BARTON FINK (Joel Coen and Ethan Coen, 1991)
New York playwright Barton Fink (John Turturro) is fresh off a stage success in 1941 when Hollywood comes calling. Barton fancies himself as working toward a new theater for the common man, but he is reluctantly drawn to accept an opportunity that can help to finance much more of what he really wants to do. In
BARTON FINK studio executive Jack Lipnick (Michael Lerner) couldn’t be more enthusiastic about hiring this writer in to bring his special touch to the pictures, but Barton soon learns he’s not going to be working on anything highbrow. Jack assigns him to pen a wrestling B-movie starring Wallace Beery and wants a screenplay by week’s end.
For his time in Los Angeles Barton strives to abide by his principles, choosing to take residence in the ramshackle Hotel Earle than the swankier places where the studio could put him up. Driven to distraction by the noise from the neighboring room, Barton complains to the front desk, resulting in Charlie Meadows (John Goodman), the traveling insurance salesman next door, to come by to apologize. Charlie is a friendly guy, and he makes it a habit to drop by Barton’s room when he fears him enter. Although Barton wants to work, he has a hard time rejecting Charlie’s company. Anyway, he’s in state of paralysis in which he can’t get past describing the film’s first scene.
BARTON FINK unspools like the spiritual predecessor to last year’s Coen brothers’ film
HAIL, CAESAR! Although they take place ten years apart, both are set at the fictional Capital Studios and initiate existential crises in their main characters. Barton’s most obvious conflict is an ill-timed case of writer’s block, but what brings it on is harder to pin down. Is he simply out of his element in a different medium? Can he not write because he thinks the work is beneath me, or is he not as in touch with the common man he reveres? The film is too slippery to identify as being about one particular thing. Stylistically it’s a supremely weird combination of satire, horror, film noir, and religious allegory. Still, at its core is the despair of not being able to escape the one’s own mind.
The aphorism of indeterminate origin “no matter where you go, there you are” succinctly describes Barton’s predicament.
BARTON FINK puts forward that the writer might occupy a literal fiery furnace, one that makes the wallpaper glue drip and the decorative surfaces peel. It seems significant that the film begins and ends with shots of the wallpaper, the sort of thing one can’t look away from or would stare at while trying to pump ideas out of a dry mental well. Yet it’s just as plausible that the heat Barton feels is stoked by his own feelings of impostor-like inadequacy.
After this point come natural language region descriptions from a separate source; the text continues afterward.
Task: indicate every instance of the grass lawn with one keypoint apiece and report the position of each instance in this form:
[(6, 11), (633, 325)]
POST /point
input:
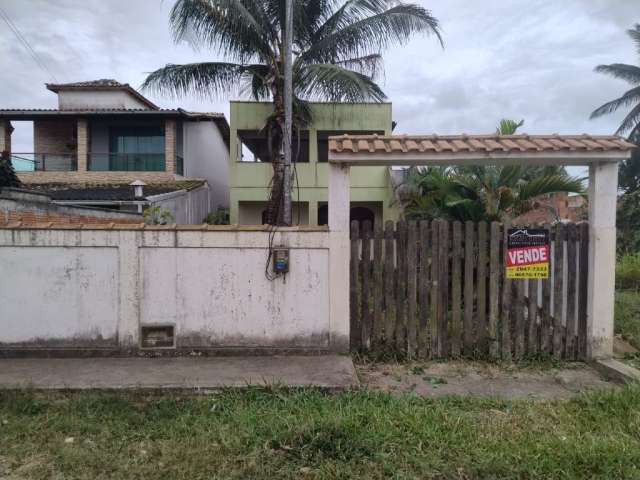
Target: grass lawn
[(308, 434)]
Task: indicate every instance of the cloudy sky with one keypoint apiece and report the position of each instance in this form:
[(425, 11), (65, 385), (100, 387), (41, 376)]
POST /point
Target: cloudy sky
[(521, 59)]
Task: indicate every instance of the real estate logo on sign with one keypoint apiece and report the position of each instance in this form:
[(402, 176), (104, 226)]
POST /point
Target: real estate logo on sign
[(527, 253)]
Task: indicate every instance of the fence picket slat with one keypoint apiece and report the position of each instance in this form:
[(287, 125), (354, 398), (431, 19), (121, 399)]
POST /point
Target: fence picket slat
[(481, 286), (412, 292), (354, 286), (401, 285), (546, 344), (583, 288), (558, 275), (494, 289), (469, 267), (572, 269), (365, 296), (378, 291), (456, 293), (389, 288), (443, 286), (423, 330), (435, 288), (507, 296)]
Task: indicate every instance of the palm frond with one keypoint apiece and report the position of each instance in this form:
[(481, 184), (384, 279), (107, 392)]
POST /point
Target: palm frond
[(235, 28), (201, 79), (335, 83), (622, 71), (630, 97), (634, 33), (388, 26)]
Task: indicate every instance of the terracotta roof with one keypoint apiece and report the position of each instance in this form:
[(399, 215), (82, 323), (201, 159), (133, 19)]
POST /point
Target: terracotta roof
[(379, 144), (102, 84)]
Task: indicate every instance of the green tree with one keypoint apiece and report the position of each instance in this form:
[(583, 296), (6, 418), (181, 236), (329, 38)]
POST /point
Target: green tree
[(336, 47), (481, 193), (8, 177), (629, 177)]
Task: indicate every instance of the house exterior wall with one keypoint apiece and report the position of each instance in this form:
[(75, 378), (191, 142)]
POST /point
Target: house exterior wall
[(97, 287), (250, 180), (81, 99), (206, 156)]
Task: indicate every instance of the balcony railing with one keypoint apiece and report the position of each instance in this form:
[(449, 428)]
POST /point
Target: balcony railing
[(44, 162), (126, 162)]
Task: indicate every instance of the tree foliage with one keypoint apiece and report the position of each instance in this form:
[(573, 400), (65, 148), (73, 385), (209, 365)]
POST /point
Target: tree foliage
[(337, 53)]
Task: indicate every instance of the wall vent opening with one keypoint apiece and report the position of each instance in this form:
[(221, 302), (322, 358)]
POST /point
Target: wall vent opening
[(157, 336)]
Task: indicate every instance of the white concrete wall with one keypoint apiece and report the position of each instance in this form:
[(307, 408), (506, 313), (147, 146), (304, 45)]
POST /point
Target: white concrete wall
[(88, 287), (54, 297), (78, 99), (206, 156)]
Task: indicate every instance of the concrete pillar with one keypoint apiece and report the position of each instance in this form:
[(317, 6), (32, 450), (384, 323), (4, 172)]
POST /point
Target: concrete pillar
[(603, 193), (339, 257), (313, 212), (170, 145), (83, 145), (5, 136), (129, 295)]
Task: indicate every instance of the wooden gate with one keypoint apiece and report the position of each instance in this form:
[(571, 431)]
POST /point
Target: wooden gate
[(438, 290)]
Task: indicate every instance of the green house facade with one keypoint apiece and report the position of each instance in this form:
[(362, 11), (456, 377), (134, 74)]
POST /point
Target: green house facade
[(250, 175)]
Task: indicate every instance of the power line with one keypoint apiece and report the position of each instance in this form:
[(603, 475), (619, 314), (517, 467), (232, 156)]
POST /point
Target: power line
[(25, 43)]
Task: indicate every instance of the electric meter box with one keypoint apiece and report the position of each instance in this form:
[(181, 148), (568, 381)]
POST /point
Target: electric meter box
[(281, 260)]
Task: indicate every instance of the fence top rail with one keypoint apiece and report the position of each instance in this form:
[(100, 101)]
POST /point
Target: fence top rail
[(170, 227)]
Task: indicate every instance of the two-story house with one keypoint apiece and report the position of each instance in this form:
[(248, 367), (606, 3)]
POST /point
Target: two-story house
[(105, 135), (250, 174)]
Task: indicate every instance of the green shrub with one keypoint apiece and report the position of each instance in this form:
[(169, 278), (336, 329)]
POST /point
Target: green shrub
[(627, 316), (628, 272)]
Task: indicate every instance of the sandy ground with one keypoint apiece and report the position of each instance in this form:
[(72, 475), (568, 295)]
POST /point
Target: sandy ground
[(436, 379)]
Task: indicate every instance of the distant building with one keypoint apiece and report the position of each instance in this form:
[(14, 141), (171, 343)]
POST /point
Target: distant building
[(105, 135), (251, 173)]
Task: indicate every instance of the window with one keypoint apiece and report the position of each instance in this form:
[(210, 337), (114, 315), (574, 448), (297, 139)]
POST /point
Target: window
[(132, 149), (254, 147), (323, 140)]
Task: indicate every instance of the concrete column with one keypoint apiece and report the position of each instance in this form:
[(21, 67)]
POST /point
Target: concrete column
[(130, 294), (170, 145), (339, 257), (313, 212), (603, 193), (5, 136), (83, 145)]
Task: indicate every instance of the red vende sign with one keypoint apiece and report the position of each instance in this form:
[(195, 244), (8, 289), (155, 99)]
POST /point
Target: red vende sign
[(527, 255)]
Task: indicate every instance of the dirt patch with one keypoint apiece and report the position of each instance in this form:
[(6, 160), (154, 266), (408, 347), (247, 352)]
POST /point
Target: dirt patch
[(435, 379)]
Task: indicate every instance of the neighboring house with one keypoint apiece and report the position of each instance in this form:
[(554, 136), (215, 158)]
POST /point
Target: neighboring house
[(555, 207), (371, 189), (105, 132)]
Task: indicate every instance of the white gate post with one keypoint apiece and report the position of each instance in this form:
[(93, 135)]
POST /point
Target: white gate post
[(338, 206), (603, 193)]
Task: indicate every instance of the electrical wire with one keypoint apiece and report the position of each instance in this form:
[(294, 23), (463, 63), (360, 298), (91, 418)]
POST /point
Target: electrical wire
[(25, 43)]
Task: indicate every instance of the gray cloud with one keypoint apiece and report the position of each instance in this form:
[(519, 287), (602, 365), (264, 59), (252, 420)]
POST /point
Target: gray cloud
[(530, 59)]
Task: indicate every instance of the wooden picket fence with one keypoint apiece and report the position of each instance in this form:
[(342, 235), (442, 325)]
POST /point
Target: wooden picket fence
[(438, 290)]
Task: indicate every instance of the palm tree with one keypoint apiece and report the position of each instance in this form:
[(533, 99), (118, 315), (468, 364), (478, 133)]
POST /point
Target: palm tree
[(631, 98), (493, 193), (629, 176), (336, 48)]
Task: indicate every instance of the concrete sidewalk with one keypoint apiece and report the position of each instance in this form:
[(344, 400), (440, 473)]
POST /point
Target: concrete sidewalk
[(332, 372)]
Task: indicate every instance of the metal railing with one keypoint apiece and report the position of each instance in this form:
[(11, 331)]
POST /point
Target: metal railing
[(44, 162), (126, 162)]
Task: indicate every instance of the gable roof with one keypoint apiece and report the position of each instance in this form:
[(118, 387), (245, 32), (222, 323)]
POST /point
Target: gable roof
[(101, 85)]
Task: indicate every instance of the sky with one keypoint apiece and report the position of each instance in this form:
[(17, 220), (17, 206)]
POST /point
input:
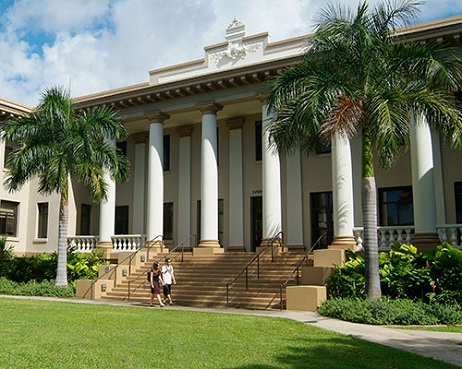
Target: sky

For all of the esteem Barton expresses for the common man, he doesn’t listen to the one in his midst. Charlie, a fellow as affable as they get, struggles to get a word in edgewise, and when he does, Barton doesn’t listen. A solution to his problem is right in front of him, but Barton is so preoccupied with what’s rattling around his skull that he can’t spot it. That grand cosmic joke stretches across Joel and Ethan Coen’s films. The suffering person’s inability to save themselves is a grand cosmic joke that stretches across Joel and Ethan Coen’s films. It’s darker in
BARTON FINK, in part because the writer embraces that pain as if it is inherently holy.